A repo containing the experiments for the Digraphwave preprint https://arxiv.org/abs/2207.10149. Please use the citation below if you use this code for your research.
Citation (bibtex):
@misc{ceylan2022digraphwave,
title={Digraphwave: Scalable Extraction of Structural Node Embeddings via Diffusion on Directed Graphs},
author={Ciwan Ceylan and Kambiz Ghoorchian and Danica Kragic},
year={2022},
eprint={2207.10149},
archivePrefix={arXiv},
primaryClass={cs.SI},
doi={https://doi.org/10.48550/arXiv.2207.10149}
}
Two different experiment environments are used. A python2 environment for Graphwave and EMBER, and a python3 environment for the other methods.

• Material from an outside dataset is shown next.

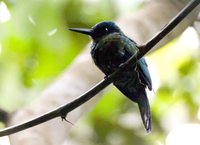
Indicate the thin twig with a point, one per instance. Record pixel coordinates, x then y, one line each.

There is also an extra environment used for some visualisations (digraphwave_python3_with_full_gt_env
).
Create all the environments so that they are available.
conda env create --file conda_env_files/digraphwave_experiment_python2_env.yml
conda env create --file conda_env_files/digraphwave_experiment_python3_env.yml
codda env create --file conda_env_files/digraphwave_python3_with_full_gt_env.yml
conda activate digraphwave_experiment_python3_env
pip install ./algorithms/rolx-refex
pip install ./algorithms/digraphwave
All experiments restuls are available in ./results
. To rerun the experiments, first create a new results folder.
mkdir ./new_results
Then use the commands below to rerun all the experiments. Note that default parameter may expect certain hardware to be available, e.g., 3 GPUs for the Enron experiments.
conda activate digraphwave_experiment_python3_env
python python scalability_benchmarks.py algs -w ./new_results
conda activate digraphwave_experiment_python3_env
python synthetic_data_benchmarks.py ablation -w ./new_results
conda activate digraphwave_experiment_python3_env
python synthetic_data_benchmarks.py algs -w ./new_results
conda activate digraphwave_experiment_python3_env
python enron_node_classification.py 128 --weighted --simplified -w ./new_results
python enron_node_classification.py 128 --simplified -w ./new_results
python enron_node_classification.py 128 --weighted --undirected --simplified -w ./new_results
python enron_node_classification.py 128 --undirected --simplified -w ./new_results
python alignment_experiments.py $experiment $weighted $undirected -w $RESULTS_ROOT
conda activate digraphwave_experiment_python3_env
python alignment_experiments.py enron_all_internal --weighted -w ./new_results
python alignment_experiments.py enron_all_internal -w ./new_results
python alignment_experiments.py enron_all_internal --weighted --undirected -w ./new_results
python alignment_experiments.py enron_all_internal --undirected -w ./new_results
python alignment_experiments.py arxiv --undirected -w ./new_results
The synthetic dataset is found in ./data/synthetic
.
The folders contain the edge list and automorphic identity labels for each graph.
Moreover, ./data/synthetic/composed
contains the composed graphs (circular and attached synthetic graphs) used for the experiments.
The file ./data/synthetic/create_synthetic_data.py
can be used to create the synthetic dataset from scratch:
conda activate digraphwave_python3_with_full_gt_env
cd ./some/workdir
python ./data/synthetic/create_synthetic_data.py
And the file The file ./src/utils/synthetic_dataset.py
can be used generate composed graphs.